Cremos que há no mercado profissionais com igual capacidade técnico-científico que acorrerão a um procedimento licitatório devidamente instruído e ao qual seja dado a devida publicidade.
"Veja-se que a expressão de natureza singular comanda a inteligência da norma. Não basta que o profissional ou a empresa tenham notória especialização. É indispensável que os serviços técnicos sejam de natureza singular. Vamos à definição do vocábulo:
Singular (Aurélio) – do latim singulare – Adj. 2 g. Pertencente ou relativo a um; único, particular, individual... especial, raro, extraordinário... Diz-se do número que indica uma coisa ou pessoa...
Ora, certamente não se considera de natureza singular aquilo que pode ser executado por numerosos profissionais ou empresas.
Caso o legislador não pretendesse conjugar a notória especialização do profissional ou empresa com a natureza inédita ou incomum do serviço a ser prestado, teria simplesmente omitido a expressão natureza singular no dispositivo mencionado. Pois singular, inédito, incomum são, na verdade, sinônimos. É princípio comezinho de hermenêutica que a Lei não deve conter expressões supérfluas ou desnecessárias (verba cum effectu sunt accipienda). Se o dispositivo alude à natureza singular, este fato teria de ser levado em consideração ao interpretar-se a norma." (5) (destaques no original).

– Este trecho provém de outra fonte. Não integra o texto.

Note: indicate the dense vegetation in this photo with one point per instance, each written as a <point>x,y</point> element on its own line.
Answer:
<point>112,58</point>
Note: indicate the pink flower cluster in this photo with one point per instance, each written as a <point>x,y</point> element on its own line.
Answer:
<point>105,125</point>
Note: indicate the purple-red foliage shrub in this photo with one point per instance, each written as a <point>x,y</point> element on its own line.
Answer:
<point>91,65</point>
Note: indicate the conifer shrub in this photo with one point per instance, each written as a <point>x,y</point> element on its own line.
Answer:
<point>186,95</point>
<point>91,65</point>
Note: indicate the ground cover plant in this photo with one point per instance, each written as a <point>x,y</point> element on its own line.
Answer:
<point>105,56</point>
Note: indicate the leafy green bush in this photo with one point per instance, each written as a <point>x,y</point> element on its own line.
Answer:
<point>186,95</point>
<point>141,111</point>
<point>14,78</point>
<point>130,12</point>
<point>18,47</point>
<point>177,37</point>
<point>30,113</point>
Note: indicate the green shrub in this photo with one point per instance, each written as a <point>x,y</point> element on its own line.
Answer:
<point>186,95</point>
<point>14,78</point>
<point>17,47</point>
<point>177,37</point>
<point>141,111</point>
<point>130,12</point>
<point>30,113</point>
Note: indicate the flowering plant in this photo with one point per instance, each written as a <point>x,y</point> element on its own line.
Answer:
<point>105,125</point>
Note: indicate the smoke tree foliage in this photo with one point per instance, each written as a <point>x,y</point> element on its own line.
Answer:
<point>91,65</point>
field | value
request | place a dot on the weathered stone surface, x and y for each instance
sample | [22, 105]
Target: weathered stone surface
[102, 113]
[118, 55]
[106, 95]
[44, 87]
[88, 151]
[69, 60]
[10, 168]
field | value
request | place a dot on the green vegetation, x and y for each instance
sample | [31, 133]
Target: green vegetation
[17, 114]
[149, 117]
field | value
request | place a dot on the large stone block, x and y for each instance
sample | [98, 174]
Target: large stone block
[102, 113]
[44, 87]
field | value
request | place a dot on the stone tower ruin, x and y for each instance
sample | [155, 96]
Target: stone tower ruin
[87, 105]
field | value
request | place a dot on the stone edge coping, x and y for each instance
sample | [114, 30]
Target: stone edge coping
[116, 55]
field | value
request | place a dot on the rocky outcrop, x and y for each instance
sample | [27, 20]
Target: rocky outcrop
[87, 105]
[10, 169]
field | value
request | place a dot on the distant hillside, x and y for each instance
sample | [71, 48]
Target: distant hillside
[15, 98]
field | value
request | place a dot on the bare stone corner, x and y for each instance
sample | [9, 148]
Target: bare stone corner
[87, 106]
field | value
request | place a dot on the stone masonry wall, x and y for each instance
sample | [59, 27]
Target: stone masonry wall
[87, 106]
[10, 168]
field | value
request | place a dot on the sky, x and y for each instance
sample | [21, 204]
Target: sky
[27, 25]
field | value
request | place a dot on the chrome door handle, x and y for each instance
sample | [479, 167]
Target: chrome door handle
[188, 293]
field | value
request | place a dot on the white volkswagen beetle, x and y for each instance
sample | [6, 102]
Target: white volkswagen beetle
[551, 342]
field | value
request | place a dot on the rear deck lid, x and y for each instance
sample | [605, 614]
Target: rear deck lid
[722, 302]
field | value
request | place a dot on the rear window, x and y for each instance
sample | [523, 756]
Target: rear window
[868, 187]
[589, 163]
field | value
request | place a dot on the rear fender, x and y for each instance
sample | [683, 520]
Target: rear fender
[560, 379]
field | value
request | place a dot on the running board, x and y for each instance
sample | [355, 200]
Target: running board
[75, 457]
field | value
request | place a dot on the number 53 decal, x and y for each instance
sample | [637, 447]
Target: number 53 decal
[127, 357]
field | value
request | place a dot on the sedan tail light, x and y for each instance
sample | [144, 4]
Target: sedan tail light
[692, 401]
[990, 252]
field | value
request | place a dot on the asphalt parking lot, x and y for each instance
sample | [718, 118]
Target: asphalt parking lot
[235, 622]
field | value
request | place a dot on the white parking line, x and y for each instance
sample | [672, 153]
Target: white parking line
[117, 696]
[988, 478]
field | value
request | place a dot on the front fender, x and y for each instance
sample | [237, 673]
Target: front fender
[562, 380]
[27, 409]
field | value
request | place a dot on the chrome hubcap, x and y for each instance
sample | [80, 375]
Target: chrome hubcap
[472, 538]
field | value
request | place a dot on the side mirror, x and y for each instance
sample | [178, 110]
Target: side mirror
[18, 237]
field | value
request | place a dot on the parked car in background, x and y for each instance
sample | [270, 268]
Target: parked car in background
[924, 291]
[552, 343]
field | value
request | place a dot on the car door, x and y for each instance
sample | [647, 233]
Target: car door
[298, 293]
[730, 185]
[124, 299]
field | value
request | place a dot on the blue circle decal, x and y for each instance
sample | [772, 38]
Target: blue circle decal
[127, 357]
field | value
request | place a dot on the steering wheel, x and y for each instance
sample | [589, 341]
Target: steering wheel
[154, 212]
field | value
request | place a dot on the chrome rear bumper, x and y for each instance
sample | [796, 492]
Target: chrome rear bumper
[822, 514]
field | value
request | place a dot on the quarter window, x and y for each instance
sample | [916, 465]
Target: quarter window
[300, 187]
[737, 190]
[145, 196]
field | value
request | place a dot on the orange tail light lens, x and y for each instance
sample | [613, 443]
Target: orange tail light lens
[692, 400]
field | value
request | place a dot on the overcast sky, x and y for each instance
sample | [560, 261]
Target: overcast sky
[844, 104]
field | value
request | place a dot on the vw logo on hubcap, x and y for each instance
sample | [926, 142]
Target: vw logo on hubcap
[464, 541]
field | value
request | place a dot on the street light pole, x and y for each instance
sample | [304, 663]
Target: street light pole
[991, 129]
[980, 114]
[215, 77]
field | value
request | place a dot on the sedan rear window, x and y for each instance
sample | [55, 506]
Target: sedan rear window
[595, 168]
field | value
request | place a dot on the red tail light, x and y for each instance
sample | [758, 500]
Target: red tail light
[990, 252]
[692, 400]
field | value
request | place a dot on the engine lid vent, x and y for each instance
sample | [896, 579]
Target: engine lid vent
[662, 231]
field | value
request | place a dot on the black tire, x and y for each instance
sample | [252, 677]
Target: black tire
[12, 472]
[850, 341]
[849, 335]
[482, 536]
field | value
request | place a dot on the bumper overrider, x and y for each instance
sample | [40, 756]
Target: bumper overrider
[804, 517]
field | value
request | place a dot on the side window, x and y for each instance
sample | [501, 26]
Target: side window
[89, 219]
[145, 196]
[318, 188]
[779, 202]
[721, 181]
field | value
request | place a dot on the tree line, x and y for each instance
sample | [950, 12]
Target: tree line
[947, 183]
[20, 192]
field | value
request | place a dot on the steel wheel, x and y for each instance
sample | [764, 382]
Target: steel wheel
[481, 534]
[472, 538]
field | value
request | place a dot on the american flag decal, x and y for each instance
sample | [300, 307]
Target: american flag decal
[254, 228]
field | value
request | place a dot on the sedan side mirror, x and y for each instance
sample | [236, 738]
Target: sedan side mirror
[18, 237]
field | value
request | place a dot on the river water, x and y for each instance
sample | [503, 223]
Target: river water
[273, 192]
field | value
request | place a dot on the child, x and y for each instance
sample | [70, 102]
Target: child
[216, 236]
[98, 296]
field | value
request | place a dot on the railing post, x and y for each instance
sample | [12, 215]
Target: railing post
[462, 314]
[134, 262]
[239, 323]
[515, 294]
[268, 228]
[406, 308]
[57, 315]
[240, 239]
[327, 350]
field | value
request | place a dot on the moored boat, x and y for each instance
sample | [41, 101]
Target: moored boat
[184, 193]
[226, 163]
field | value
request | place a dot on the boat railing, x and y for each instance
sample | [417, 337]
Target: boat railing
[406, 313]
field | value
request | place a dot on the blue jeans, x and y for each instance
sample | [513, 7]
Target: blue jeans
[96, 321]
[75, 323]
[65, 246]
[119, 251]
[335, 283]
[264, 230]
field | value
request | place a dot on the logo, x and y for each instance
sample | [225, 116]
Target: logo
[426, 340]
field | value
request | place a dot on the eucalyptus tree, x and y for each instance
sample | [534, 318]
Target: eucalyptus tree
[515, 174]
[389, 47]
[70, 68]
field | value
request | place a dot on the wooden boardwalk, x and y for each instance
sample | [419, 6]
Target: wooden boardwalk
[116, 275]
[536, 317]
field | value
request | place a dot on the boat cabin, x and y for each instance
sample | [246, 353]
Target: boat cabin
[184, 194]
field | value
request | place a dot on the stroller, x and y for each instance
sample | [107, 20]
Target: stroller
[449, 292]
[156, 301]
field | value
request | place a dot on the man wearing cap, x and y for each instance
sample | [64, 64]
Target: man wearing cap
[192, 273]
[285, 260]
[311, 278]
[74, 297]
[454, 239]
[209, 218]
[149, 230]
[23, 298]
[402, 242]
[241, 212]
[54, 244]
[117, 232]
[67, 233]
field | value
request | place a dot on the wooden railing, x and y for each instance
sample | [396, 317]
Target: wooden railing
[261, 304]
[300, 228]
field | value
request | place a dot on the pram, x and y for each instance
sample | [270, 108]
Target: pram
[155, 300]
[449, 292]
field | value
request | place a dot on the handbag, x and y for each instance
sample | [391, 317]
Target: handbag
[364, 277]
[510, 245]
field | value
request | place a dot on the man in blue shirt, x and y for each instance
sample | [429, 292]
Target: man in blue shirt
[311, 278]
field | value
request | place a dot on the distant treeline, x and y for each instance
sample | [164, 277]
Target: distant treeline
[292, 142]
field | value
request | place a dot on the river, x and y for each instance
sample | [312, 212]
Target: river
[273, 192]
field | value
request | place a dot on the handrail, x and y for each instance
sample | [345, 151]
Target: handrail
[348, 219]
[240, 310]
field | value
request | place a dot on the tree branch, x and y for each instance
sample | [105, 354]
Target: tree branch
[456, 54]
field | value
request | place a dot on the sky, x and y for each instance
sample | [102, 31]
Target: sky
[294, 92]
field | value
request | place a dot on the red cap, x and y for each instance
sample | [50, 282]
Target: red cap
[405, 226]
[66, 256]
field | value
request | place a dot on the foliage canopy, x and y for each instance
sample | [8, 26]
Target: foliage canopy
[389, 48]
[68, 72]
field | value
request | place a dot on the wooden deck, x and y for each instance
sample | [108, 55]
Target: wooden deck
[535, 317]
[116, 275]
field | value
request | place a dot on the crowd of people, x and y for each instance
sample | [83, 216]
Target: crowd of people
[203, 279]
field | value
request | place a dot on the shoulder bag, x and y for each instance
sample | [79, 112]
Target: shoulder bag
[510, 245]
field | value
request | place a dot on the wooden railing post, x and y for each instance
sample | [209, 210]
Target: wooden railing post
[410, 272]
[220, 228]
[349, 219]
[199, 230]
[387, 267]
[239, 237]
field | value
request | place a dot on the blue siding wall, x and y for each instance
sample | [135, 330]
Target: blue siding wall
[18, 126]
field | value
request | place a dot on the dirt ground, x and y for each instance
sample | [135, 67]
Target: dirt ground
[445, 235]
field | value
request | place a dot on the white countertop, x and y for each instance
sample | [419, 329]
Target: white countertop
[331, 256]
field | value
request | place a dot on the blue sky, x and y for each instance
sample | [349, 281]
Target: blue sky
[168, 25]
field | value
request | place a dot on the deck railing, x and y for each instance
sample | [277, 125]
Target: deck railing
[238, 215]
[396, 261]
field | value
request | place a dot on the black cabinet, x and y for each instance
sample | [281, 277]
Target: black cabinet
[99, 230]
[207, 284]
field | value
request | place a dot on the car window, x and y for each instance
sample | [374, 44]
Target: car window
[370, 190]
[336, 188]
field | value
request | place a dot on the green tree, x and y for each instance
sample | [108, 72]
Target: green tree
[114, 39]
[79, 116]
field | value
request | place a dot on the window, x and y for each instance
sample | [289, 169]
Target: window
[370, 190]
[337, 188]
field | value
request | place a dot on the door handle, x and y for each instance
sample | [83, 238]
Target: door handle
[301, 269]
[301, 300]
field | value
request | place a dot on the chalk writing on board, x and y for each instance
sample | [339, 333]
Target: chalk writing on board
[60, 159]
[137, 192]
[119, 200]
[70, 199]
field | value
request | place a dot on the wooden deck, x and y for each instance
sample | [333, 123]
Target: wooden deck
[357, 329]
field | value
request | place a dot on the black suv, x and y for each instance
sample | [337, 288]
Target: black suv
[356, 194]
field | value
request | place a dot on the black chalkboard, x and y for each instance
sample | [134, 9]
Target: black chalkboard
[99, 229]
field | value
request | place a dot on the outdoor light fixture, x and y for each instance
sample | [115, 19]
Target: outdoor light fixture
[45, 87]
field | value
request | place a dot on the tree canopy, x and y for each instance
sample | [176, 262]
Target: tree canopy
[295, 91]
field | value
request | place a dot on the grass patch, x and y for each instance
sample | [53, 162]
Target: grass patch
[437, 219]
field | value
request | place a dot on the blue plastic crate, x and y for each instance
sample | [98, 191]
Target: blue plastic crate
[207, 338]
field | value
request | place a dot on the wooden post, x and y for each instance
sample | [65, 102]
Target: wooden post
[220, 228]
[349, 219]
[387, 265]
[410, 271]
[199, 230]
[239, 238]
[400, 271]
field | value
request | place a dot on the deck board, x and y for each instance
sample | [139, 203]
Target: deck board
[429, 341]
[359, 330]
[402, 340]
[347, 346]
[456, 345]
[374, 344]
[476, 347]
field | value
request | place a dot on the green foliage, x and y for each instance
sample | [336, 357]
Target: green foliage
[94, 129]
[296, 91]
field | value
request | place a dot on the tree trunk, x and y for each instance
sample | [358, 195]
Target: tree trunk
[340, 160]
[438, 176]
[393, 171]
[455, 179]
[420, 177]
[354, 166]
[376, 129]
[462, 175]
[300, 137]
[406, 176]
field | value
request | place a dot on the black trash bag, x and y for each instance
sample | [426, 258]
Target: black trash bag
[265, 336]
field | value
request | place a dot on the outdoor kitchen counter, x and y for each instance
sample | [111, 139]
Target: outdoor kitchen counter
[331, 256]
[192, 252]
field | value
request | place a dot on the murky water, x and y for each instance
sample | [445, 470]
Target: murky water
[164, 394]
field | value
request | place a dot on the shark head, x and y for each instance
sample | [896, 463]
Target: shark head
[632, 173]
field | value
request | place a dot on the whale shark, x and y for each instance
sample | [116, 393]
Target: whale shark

Por fim, afastada a notória especialização exigida, bem como a natureza singular do objeto do contrato, nada justifica a inexigibilidade do procedimento licitatório, nos termos do art. 13, §1º da Lei nº8.666/93, que dispõe:
"§1º. Ressalvados os casos de inexigibilidade de licitação, os contratos para a prestação de serviços técnicos profissionais especializados deverão, preferencialmente, ser celebrados mediante a realização de concurso, com estipulação prévia de prêmio ou remuneração."
DA ILEGALIDADE DO OBJETO E DO PODER-DEVER DE AUTOTUTELA.
A Lei da Ação Popular (Lei nº4.717/65), em seu art. 2º, estabelece os elementos do ato administrativo, quais sejam, a competência, a forma, o objeto, o motivo e a finalidade.
Ademais, estabelece o mesmo artigo, em seu parágrafo único, alínea "c", in verbis:
"A ilegalidade do objeto ocorre quando o resultado do ato importa em violação da lei, regulamento ou outro ato normativo."
Maria Sylvia Zanella Di Pietro, em relação ao vício quanto ao objeto, discorre que este ocorre quando,
"O resultado é diverso do previsto na lei para o caso sobre o qual incide." (6)
A mesma autora ainda ensina:
"Objeto do ato administrativo: efeito jurídico imediato que ele produz.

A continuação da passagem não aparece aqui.